İliç ve Carrusca’nın vuruşları hedefe varsaydı belki skorda bir değişiklik yapabilirdi. Ama Gençlerbirliği’ni açmak çok zordu. Çünkü takımın tümü savaşmaya alışık ve pes etmeyen bir ekipti.
İkinci bölümde Hasan Şaş girince biraz tempo arttı. Artınca da Gençlerbirliği tedirginleşti. Mesut Bakkal defans oyuncusunu oyuna sokmaya başlayınca ceviz yavaş yavaş çatlamaya başladı. Gerets son şans olarakta oyuna Hakan Şükür’ü ilave etti. Hakan daha bölgesine girer girmez, ısınmadan balyozu yapıştırıp cevizi kırdı. Yoksa Galatasaray’ın gol atacağı yoktu. Çünkü karşısındaki rakip hem kapanmasını hem de hücuma çıkmasını biliyordu. İki takımın da kazanma duygusu maçı güzelleştirmişti.
Gerest haklı
Mondragon, PSV maçından sonra kendine gelmiş. Gençlerbirliği’nin 1-2 gol olacak pozisyonunu yerinde müdahelelerle önledi. Ayhan ilk bölümde çalışkanlığı ve attığı paslarla futboluna futbol kattı. İnamoto da Gençlerbirliği’nin azgın dalgalarında mücadele etti.
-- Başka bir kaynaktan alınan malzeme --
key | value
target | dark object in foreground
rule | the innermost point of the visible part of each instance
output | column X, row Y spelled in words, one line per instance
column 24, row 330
Song ve Tomas hızlı Gençlerbirliği hücum adamlarına fazla yol vermedi. Gençlerbirliği gol yemesine rağmen sonuna kadar oyunu bırakmadı. Galatasaray şayet oyunu kenarlara yayıp Gençler defansını açsaydı, bu kadar yorulmazdı.
Gerets her hafta daha iyi olmak için elindeki malzemeyi kullanmak istiyor. Bunda da haklı. Bir maç önce iyi oynayan futbolcuya ışık tutuyor, ona sahnede yer alması için formayı teslim ediyor. Onlarla yaşayan kişi Gerets, burada haklı. Örneğin Carrusca’da ışık var. Şayet kendine gelen iki pozisyondan bir tanesini gole çevirseydi belki de Carrusca konuşulurdu.